NI.Gen_Logistic_Dynamics(r = 4, sigma = 0.5)
#Set the inference method to KNN
NI.set_InferenceMethod_oCSE('KNN')
NI.set_Num_Shuffles_oCSE(500)
#Set how many neareast neighbors...
NI.set_KNN_K(8)
B = NI.Estimate_Network()
TPR,FPR = NI.Compute_TPR_FPR()
print("This is the TPR and FPR: ",TPR,FPR)

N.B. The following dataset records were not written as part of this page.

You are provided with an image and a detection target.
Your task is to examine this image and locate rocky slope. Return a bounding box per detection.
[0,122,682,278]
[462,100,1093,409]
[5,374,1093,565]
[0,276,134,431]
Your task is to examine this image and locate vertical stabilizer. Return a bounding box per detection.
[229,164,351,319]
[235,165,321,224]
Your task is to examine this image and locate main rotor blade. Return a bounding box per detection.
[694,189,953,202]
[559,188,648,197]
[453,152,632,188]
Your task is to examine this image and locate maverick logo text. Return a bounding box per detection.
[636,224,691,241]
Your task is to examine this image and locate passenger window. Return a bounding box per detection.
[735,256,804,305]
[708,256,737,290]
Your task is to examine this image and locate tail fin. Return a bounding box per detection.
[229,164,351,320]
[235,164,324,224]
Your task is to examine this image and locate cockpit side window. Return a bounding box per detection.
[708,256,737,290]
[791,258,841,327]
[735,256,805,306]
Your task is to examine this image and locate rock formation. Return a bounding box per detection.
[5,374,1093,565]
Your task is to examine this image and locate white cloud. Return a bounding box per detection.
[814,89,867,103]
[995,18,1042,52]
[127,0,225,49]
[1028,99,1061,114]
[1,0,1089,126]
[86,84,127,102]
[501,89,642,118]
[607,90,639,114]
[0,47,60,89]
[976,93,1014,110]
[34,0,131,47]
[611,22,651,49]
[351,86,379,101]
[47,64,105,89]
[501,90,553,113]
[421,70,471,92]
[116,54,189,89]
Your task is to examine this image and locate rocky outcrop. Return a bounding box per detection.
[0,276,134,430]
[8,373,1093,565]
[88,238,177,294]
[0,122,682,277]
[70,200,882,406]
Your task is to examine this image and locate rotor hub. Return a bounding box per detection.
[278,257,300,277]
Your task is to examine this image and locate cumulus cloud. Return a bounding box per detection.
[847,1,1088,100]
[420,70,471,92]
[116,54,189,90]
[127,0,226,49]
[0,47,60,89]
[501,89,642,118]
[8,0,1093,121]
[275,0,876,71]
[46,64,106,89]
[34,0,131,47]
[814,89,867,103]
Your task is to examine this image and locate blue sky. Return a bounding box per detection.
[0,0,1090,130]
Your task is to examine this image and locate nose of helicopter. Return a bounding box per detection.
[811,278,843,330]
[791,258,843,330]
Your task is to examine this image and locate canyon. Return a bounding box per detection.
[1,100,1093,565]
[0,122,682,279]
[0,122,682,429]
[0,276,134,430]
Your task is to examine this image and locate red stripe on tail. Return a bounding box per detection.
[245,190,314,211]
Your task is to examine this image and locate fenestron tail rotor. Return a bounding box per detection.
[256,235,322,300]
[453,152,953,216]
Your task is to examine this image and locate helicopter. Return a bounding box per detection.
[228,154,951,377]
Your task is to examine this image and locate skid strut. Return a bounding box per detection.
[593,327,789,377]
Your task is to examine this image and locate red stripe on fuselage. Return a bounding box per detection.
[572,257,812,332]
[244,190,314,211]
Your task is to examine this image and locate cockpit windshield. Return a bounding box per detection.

#Don't forget you can save the state if you wish..
NI.save_state()
In the above code I may wish to come back and reload my previously saved state that can be achieved with the following code:
from NetworkInference import NetworkInference
NI.load_state()
#NOTE The above will load the previously saved state from TODAY. You can access other saved states by putting in the appropriate
#date it was saved and also the number of the save if you saved multiple in a day
#you would use NI.load_state(Date='2022-09-13') if you saved a single thing on that date or NI.load_state(Num=3) to access the
#third one you saved today...
#Now I can access everything, for instance to find out what value of k I used
print(NI.return_KNN_K())
#Or to see the matrix of data I used...
print(NI.return_XY())
#I can even access the parameter I used for the Logistic map model
print(NI.return_Logistic_parameter_r())
You may also find yourself wishing that you could upload some data, rather than generating synthetic data. This can be achieved as well quite easily, but note that you can't get TPR or FPR anymore (unless you also add a network adjacency of the true network structure, but I am not sure you would be able to do that with real data). Note that the data is assumed to be input as a (T x n) matrix where T is the number of samples and n is the number of nodes or features if you wish.
import numpy as np
from NetworkInference import NetworkInference
#Load in the data you wish to bring in I am using np.load as an example but you could load in other ways, but to preserve b
#behavior it is best to feed the data in as a numpy array
Data = np.load(SOME FILENAME)
NI = NetworkInference()
NI.set_XY(Data)
B = NI.Estimate_Network()
One can also adjust the correlation matrix, as sometimes the data runs into an issue where there is multicolinearity even if the data is truly Gaussian (this will not change anything if you are not using the Gaussian parametric version). The way that is handled internally, is to add a constant offset to the correlation matrix, so assuming the original correlation matrix is R, then Rnew = (1-a)R + aI, where I is the identity matrix of the same shape as R. How this is handled in the code is assuming you have already defined NI,
#If your data has a zero determinant for the correlation matrix
NI.set_adjust_correlation(True)
#The adjustment factor
NI.set_correlation_adjustment_factor(1e-7)
That covers available functionality for now. Check in again later for more!